Digital risk management in focus at upcoming TRU conference

Jan 26, 2019 | 8:45 AM

KAMLOOPS — Organizations and individual Internet users in Kamloops will have a chance to learn more about digital risk management at Thompson Rivers University’s Privacy and Security in the Digital Age Conference next week.

The conference will be held from the University’s Campus Activity Centre, starting at 8 a.m on Thursday (Jan. 31), until 3:30 p.m.

A variety of presenters will be appearing throughout the day, including keynote speaker, Ben Smith, who has been in the information security industry for 15 years, and is currently RSA Security’s Designated Field Chief Technology Officer.

Smith says his presentation will try to cover how organizations move through what he calls a ‘Digital Transformation Journey’.

“Leveraging the Internet, trying to deal with the threats that are on the Internet today. And most importantly, responding to a breach,” He explains, “If you have a breach or an incident where bad code gets into your network, or maybe an external adversary is trying to steal or exfiltrate information outside your network, what are some of the best practices, what are some of the steps you need to take before that happens?”

Smith says beyond worrying about personal data being compromised online, attacks can also come for other kinds of business information.

“Where you are shipping your product / products to could be very useful in the wrong hands. So anyone who is connected to the Internet today should be concerned,” However, Smith says, “We are as a industry, in much better form today, even versus 4 or 5 years ago. Folks better understand that we need to do a better job protecting the information that we have, and by in large, organizations. It might be baby steps, but we’re getting there as an industry to try and protect that critical information.”
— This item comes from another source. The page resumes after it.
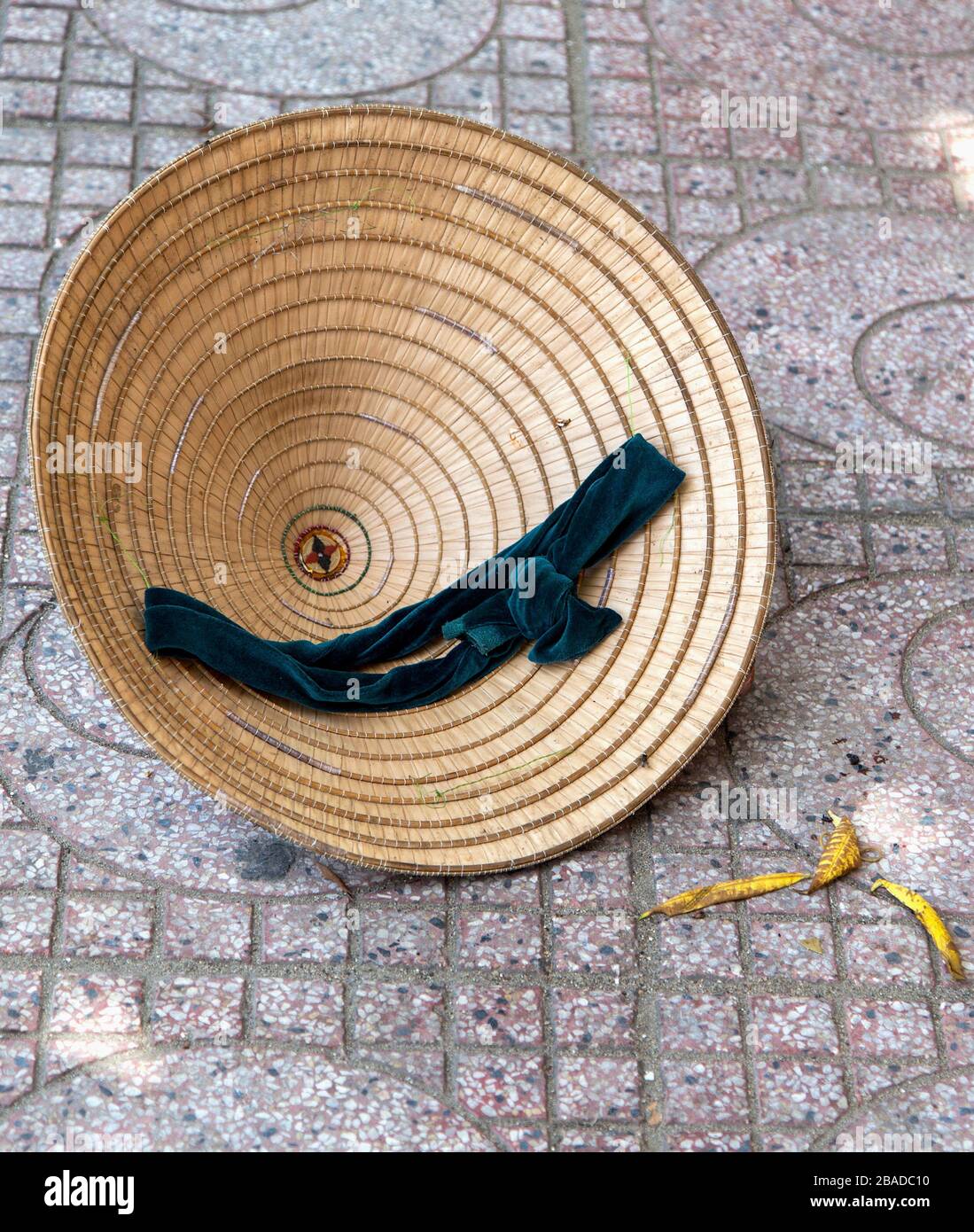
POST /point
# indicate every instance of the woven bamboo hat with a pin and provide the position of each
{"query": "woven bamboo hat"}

While obviously learning the technical component of cyber-protection is critical, Smith says with human error still a very real possibility, its important for people to know what they’re doing as well.

“There’s always going to be technology that’s involved, but I think that at least as far as RSA is concerned, and some of our more mature customers, there’s a growing understanding and a growing respect of the human component inside these attacks,” He explains. “You can have the world’s best technology deployed to detect and protect your email, to protect your laptops and your servers, but you’ve got a human being who is susceptible to picking up the phone and talking to somebody that (for instance) represents from entity A, and they’re not from entity A.”

Smith stresses the importance of training employees to decipher which emails or offers are legitimate, and which could pose a security threat to the organization.

“Helping organizations train their users to detect that there is something not quite right about this email, or ‘I just got a call from somebody who said he was from my help desk, but he was asking for my password. Is that okay?’,” He says, “Getting us (human beings) a little more aware has to go hand-in-hand with the technology.”

His presentation will largely be focused on organization security measures and breach response plans, but Smith says there will be room at the end of the discussion for questions around individual concerns.